Unos
desconocidos le comunican a Jesús la noticia de la horrible matanza
de unos galileos en el recinto sagrado del templo. El autor ha sido, una vez
más, Pilato. Lo que más les horroriza es que la sangre de aquellos hombres se
haya mezclado con la sangre de los animales que estaban ofreciendo a Dios.
No
sabemos por qué acuden a Jesús. ¿Desean que se solidarice con las víctimas? ¿Quieren
que les explique qué horrendo pecado han podido cometer para merecer una muerte
tan ignominiosa? Y si no han pecado, ¿por qué Dios ha permitido aquella muerte
sacrílega en su propio templo?
Jesús
responde recordando otro acontecimiento dramático ocurrido en Jerusalén: la
muerte de dieciocho personas aplastadas por la caída de un torreón de la
muralla cercana a la piscina de Siloé. Pues bien, de ambos sucesos hace Jesús
la misma afirmación: las víctimas no eran más pecadores que los demás.

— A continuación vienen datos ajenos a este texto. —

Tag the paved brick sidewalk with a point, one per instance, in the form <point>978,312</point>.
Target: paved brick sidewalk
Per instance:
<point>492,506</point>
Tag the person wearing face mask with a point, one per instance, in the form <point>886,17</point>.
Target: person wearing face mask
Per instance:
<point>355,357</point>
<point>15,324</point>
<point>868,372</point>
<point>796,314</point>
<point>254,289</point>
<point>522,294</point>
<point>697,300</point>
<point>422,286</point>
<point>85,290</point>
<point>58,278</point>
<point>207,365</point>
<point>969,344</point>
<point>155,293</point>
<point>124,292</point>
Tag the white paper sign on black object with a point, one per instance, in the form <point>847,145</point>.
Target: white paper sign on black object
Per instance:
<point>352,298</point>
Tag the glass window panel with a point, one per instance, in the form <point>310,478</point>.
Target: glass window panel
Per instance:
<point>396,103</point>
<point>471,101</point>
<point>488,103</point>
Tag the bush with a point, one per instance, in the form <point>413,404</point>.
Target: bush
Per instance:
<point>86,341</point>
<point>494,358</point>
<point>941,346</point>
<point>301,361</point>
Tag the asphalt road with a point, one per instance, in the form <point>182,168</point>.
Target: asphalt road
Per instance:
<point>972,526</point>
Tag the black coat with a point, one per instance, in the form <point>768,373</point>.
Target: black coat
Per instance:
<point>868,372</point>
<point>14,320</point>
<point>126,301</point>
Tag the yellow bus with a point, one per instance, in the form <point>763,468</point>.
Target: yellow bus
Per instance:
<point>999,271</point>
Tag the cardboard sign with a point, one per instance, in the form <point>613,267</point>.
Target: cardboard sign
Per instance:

Y
termina su intervención con la misma advertencia: «si no os convertís,
todos pereceréis».
La
respuesta de Jesús hace pensar. Antes que nada, rechaza la creencia
tradicional de que las desgracias son un castigo de Dios. Jesús no
piensa en un Dios «justiciero» que va castigando a sus hijos e hijas
repartiendo aquí o allá enfermedades, accidentes o desgracias, como respuesta a
sus pecados.
Después,
cambia la perspectiva del planteamiento. No se detiene en elucubraciones
teóricas sobre el origen último de las desgracias, hablando de la culpa de las
víctimas o de la voluntad de Dios. Vuelve su mirada hacia los presentes y los
enfrenta consigo mismos: han de escuchar en estos acontecimientos la llamada
de Dios a la conversión y al cambio de vida.
Todavía
vivimos estremecidos por el trágico terremoto de Haití. ¿Cómo leer esta
tragedia desde la actitud de Jesús? Ciertamente, lo primero no es
preguntarnos dónde está Dios, sino dónde estamos nosotros. La pregunta que
puede encaminarnos hacia una conversión no es «¿por qué permite Dios esta
horrible desgracia?», sino «¿cómo consentimos nosotros que tantos seres humanos
vivan en la miseria, tan indefensos ante la fuerza de la naturaleza?».
Al Dios
crucificado no lo encontraremos pidiéndole cuentas a una divinidad lejana, sino
identificándonos con las víctimas. No lo descubriremos protestando de su indiferencia o
negando su existencia, sino colaborando de mil formas por mitigar el dolor en
Haití y en el mundo entero. Entonces, tal vez, intuiremos entre luces y sombras
que Dios está en las víctimas, defendiendo su dignidad eterna, y en los que
luchan contra el mal, alentando su combate.